Cette publicité gratuite que je fais pour ce sport passe par de nombreuses démonstrations. J’ai une préférence pour le rôle de gardien de but, qui me permet de bloquer des balles en me livrant à de remarquables et inutiles plongeons qui ne manquent pas de faire forte impression, d’amuser la galerie et de perturber légèrement l’ennemi.
Mais les qualités que j’affiche dans le domaine sportif n’ont pas suffi à convaincre les huiles de l’École alsacienne de me garder dans le temple. Au contraire de l’école Pascal, où j’ai été admis ensuite et où le directeur reconnaîtra que je ne suis pas intégralement mauvais. Il consentira à ne pas me virer, pour ma seule aptitude à taquiner le ballon, et rassurera mon père qui l’interrogera sur la possibilité d’un avenir pour moi en s’exclamant : « Vous en ferez un très bon gardien de but ! »
Dans ce collège à l’indulgent proviseur, sis en plein Auteuil, boulevard Lannes, où les élèves proviennent de milieux très privilégiés, la rigidité et l’hypocrisie me paraissent être plus justement dosées que rue Notre-Dame-des-Champs. Je ne ressens pas davantage de goût pour le temps gâché à écouter des professeurs pédants et suffisants, mais je commence à être sensible au charme des jeunes filles et à mesurer le mien.
J’ai cet âge, quinze ans, où l’instinct de conquête s’éveille et où le désir requiert un objet, la pulsion de vie un dénouement. De mes premières expériences amoureuses, j’ai de tendres réminiscences.
*
En dépit des taquineries de mes copains, je ne me rappelle pas avoir été rejeté ou perçu comme étant laid.
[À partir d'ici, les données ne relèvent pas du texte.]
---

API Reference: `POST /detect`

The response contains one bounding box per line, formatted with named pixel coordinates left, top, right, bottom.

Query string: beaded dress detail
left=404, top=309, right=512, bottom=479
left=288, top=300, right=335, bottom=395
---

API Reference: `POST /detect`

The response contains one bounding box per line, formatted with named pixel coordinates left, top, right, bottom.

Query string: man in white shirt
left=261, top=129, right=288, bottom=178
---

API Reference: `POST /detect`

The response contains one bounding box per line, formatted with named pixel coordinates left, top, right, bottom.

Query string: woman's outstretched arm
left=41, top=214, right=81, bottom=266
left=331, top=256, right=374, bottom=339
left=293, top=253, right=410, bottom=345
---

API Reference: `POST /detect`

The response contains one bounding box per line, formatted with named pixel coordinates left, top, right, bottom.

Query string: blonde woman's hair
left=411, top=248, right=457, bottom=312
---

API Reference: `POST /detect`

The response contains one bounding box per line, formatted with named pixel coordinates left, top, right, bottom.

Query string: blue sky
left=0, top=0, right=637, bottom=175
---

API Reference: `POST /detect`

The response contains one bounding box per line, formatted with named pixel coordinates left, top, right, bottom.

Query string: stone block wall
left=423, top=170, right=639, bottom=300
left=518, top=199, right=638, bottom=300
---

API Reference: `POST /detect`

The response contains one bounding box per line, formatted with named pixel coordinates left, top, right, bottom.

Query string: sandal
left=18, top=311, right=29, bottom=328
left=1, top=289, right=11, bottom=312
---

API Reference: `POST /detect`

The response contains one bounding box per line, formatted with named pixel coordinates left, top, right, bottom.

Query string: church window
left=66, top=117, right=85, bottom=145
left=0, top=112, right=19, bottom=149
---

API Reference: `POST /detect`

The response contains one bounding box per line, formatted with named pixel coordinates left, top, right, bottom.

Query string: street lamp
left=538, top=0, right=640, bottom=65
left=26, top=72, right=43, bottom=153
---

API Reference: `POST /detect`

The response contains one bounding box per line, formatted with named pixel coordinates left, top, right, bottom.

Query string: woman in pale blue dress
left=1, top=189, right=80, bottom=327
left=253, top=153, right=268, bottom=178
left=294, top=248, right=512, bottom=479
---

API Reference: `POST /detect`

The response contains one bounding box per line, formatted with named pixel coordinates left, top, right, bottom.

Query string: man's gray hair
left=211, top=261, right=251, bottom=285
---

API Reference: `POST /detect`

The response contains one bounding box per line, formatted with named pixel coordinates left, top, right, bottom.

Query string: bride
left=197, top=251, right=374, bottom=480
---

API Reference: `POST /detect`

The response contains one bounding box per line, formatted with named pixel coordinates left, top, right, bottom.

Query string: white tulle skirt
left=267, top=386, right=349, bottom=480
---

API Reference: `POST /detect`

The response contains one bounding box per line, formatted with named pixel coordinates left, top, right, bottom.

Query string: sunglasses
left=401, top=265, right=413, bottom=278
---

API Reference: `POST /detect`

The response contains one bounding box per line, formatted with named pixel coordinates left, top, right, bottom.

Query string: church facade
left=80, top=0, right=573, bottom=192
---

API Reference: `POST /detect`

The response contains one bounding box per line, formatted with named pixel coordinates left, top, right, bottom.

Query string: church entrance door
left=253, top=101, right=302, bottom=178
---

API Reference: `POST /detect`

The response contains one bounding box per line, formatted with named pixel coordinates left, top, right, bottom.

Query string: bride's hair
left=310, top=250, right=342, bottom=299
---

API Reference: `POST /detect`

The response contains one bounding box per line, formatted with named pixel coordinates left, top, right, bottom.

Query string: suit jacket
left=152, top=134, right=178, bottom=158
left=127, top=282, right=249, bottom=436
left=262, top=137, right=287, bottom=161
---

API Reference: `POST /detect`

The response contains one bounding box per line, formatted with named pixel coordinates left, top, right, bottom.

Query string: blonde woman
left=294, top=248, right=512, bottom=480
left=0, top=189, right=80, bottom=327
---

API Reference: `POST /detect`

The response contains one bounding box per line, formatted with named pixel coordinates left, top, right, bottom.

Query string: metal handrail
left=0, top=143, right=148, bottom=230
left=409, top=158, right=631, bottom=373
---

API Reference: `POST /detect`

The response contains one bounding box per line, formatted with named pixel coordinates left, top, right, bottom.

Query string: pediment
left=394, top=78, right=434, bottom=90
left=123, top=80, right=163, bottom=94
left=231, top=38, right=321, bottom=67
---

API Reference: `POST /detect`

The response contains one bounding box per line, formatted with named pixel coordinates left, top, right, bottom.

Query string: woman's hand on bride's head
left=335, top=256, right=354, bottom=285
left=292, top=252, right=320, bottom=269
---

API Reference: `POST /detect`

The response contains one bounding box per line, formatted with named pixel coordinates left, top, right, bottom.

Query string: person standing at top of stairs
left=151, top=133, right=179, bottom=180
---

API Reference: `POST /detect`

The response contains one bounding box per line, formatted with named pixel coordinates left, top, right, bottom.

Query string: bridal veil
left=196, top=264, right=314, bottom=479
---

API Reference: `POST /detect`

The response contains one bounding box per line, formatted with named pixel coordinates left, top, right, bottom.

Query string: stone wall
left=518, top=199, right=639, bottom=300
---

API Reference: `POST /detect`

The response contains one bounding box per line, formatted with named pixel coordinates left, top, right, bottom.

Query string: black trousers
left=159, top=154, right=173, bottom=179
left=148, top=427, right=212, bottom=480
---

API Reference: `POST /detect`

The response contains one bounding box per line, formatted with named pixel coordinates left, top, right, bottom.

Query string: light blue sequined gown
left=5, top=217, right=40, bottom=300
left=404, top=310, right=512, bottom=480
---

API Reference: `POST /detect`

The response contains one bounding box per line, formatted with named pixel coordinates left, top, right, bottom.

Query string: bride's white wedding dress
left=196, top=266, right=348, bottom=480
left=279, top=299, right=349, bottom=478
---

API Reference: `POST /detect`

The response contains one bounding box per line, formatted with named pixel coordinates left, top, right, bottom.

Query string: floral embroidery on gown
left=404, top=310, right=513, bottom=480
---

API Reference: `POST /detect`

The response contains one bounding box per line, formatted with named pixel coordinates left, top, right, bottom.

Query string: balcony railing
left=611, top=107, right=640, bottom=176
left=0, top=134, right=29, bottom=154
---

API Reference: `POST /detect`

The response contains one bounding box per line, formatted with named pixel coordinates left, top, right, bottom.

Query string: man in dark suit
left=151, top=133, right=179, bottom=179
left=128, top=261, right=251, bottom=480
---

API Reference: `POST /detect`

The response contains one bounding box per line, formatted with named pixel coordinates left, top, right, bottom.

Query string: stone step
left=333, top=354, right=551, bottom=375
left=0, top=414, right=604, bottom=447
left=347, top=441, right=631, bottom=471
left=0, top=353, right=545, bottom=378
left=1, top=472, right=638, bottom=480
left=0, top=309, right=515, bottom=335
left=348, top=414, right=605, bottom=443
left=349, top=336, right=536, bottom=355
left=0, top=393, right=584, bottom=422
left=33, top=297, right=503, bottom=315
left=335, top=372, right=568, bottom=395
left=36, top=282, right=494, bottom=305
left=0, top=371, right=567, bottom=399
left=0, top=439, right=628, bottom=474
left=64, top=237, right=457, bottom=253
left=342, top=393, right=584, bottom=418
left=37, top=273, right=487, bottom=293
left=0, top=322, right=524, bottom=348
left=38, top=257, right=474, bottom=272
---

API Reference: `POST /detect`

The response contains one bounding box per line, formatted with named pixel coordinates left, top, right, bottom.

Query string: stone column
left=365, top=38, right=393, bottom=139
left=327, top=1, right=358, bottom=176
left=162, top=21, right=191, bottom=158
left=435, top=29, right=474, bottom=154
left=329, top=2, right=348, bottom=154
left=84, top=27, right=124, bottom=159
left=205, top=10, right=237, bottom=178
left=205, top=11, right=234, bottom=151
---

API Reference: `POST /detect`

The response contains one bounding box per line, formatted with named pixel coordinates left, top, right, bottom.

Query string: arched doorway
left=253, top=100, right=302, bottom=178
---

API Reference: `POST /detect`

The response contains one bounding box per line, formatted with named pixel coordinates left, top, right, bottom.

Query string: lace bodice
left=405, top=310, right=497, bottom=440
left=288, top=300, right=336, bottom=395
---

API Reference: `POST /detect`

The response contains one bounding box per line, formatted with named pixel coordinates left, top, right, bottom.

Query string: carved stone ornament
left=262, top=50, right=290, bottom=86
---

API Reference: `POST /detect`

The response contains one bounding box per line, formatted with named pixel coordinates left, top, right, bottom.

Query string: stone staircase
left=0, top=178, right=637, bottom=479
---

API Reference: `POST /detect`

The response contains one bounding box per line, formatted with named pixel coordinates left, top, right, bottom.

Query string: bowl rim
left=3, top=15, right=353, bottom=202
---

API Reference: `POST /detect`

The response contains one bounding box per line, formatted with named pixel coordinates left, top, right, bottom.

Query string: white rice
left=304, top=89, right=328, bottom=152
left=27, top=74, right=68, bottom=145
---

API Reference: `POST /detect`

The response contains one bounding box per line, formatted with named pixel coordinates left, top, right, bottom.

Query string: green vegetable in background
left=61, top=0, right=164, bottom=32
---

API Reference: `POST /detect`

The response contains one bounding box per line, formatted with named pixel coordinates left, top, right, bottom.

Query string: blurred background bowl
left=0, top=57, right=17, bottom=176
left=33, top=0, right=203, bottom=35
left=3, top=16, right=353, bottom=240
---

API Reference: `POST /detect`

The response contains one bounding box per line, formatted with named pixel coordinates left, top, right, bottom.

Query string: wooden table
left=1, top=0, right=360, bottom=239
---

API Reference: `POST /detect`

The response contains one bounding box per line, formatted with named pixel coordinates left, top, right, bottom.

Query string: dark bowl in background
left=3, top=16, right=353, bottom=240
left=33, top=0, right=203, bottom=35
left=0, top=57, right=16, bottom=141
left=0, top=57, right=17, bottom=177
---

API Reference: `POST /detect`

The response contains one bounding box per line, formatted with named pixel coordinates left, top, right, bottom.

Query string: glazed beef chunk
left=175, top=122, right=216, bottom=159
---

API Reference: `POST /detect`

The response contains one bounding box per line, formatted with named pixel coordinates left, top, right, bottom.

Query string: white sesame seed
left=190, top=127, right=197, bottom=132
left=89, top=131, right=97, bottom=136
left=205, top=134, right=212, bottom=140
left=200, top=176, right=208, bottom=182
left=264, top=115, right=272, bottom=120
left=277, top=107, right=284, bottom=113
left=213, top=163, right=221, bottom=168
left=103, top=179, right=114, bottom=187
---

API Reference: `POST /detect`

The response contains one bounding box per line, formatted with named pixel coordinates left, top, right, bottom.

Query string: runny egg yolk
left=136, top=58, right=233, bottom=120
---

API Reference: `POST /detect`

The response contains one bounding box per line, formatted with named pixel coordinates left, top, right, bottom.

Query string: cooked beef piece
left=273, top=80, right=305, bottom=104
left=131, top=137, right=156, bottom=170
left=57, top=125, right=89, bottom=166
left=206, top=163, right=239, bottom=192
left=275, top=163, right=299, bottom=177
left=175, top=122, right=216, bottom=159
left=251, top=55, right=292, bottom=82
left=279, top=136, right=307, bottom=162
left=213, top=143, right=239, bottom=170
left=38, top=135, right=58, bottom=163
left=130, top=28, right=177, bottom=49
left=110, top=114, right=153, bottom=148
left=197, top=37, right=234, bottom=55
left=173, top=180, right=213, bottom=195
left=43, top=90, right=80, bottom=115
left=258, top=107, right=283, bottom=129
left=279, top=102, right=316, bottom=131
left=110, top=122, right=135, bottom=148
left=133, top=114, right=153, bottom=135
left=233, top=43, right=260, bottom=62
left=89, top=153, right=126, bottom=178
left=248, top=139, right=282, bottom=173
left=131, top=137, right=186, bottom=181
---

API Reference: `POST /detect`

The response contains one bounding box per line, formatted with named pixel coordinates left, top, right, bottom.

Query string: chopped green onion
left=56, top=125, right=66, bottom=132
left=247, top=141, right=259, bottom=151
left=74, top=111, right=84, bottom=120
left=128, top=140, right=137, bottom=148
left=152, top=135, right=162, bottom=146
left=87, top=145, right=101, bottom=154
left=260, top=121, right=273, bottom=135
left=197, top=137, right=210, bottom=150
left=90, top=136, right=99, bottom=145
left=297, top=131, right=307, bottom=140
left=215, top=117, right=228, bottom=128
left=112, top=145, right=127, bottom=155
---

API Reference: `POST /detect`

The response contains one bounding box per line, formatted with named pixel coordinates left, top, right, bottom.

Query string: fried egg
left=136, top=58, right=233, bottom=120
Cette critique, dont je n’ai jamais souffert malgré sa méchanceté évidente, n’est venue sérieusement que plus tard, au Conservatoire, dans la bouche d’un professeur — encore un — qui ne m’appréciait pas. Ensuite, il a fait des émules. Et il m’a fallu souvent justifier le succès obtenu en dépit de mon physique « particulier », ou lire et entendre qu’Alain Delon et moi formions un couple antagoniste, du type « le beau et la bête ».